I did make some gains. I picked up words here and there. Having my rivals helped me keep from doing nothing. But as someone who was successful in the classroom environment, I was bad at giving myself direction. AJATT‘s head honcho Khatzumoto basically states that if you make everything you touch Japanese, you don’t need direction—you’ll pick up Japanese because it’s the only thing you can pick up. Benny from FluentIn3Months forces you into a habit of talking daily and having mini-goals. At this time, I didn’t really know either of the above people nor the legions of language self-studiers all over the internet.
My environment only had Japanese occasionally: a show every few days, sometimes a Japanese thing or two that came up. Of course I picked up something, as my goal was to still be studying. But it couldn’t compare to the progress I’d made previously. I had no goals or time limits: pick things up when they happen to get picked up. Progress was slow.
On the cup half-full side, I was making progress. My Japanese was stagnating, but not necessarily dropping. I started tutoring Japanese, reinforcing those things I had previously learned. On the side, I tried teaching Japanese to small classes of college students for free. Those initial classes didn’t go so great—I had little confidence in what I was teaching.
In July 2011, I went to teach English in China. During this time, my exposure to Japanese became even less frequent, although in the 6th months I was there, I did manage to beat both the Japanese version of The Last Story and Xenoblade, as well as playing a bit of some other games. My Chinese had developed so quickly in the six months that when reading the game’s dialogue out loud, it often became a mix of Japanese and Chinese, depending on which pronunciation came to me more easily.
I was given the opportunity to teach a housewife English through Japanese, but this failed pretty spectacularly, and she cancelled after the trail class. My Japanese wasn’t enough.
My Japanese became pretty rusty during this time, and almost certainly dropped in level. But I did get to use it occasionally. A Korean man we’ll call Mr. Lee would have conversations with me that switched abruptly from Japanese to English to Mandarin without a moment’s notice, and I followed along pretty well.

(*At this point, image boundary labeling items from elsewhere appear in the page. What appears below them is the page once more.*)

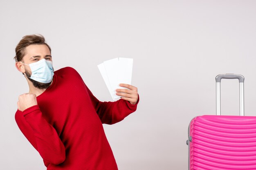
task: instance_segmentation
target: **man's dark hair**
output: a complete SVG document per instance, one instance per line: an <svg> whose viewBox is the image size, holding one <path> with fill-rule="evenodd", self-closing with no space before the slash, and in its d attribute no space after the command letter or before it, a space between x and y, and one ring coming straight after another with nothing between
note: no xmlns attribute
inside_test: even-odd
<svg viewBox="0 0 256 170"><path fill-rule="evenodd" d="M45 42L45 37L43 35L40 34L26 35L22 38L15 48L16 55L14 59L16 62L22 61L25 54L25 48L32 44L45 44L49 48L50 52L52 52L51 48Z"/></svg>

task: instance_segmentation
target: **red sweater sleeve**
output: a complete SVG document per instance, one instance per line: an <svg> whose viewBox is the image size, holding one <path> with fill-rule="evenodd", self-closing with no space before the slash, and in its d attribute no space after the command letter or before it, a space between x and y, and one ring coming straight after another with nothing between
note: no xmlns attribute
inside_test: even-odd
<svg viewBox="0 0 256 170"><path fill-rule="evenodd" d="M92 105L102 123L112 124L119 122L137 109L139 97L135 105L122 99L115 102L101 102L92 94L87 86L86 88Z"/></svg>
<svg viewBox="0 0 256 170"><path fill-rule="evenodd" d="M43 117L38 105L22 112L18 110L15 119L20 131L44 159L56 165L65 160L64 144L55 129Z"/></svg>

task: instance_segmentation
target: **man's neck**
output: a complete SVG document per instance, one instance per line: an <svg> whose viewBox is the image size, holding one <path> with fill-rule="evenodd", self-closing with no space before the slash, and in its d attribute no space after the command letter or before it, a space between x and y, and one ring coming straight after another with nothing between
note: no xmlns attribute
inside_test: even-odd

If my Japanese improved at all during this time, it was a result of two elements: understanding that I didn’t need to understand everything, and understanding a greater number of kanji, both the result of studying Chinese in China.
When I came back to America, I had everything I needed to become a better self-learner, even if I didn’t quite know it yet.
Confidence is the Key to Fluency (January 2012)
BREAKTHROUGH 二: Confidence
I’d made some great progress in Chinese during my time in China (which has since gone to the gutter) at the expense of my Japanese. When I came back, however, a few changes to my routine made my casual attempts at Japanese have much greater impact.
For one, after teaching in China, my ability to teach had improved significantly. One of the biggest, simplest improvements came to my confidence. When I had to teach elementary Japanese to people, whether it was in the classroom setting or tutoring, I knew how important confidence was. Even the things I wasn’t actually confident in, I had to pretend I was while researching it on the side (so I could correct myself in a follow-up class). This let me learn to speak Japanese with an odd, new confidence that I practiced in my classes.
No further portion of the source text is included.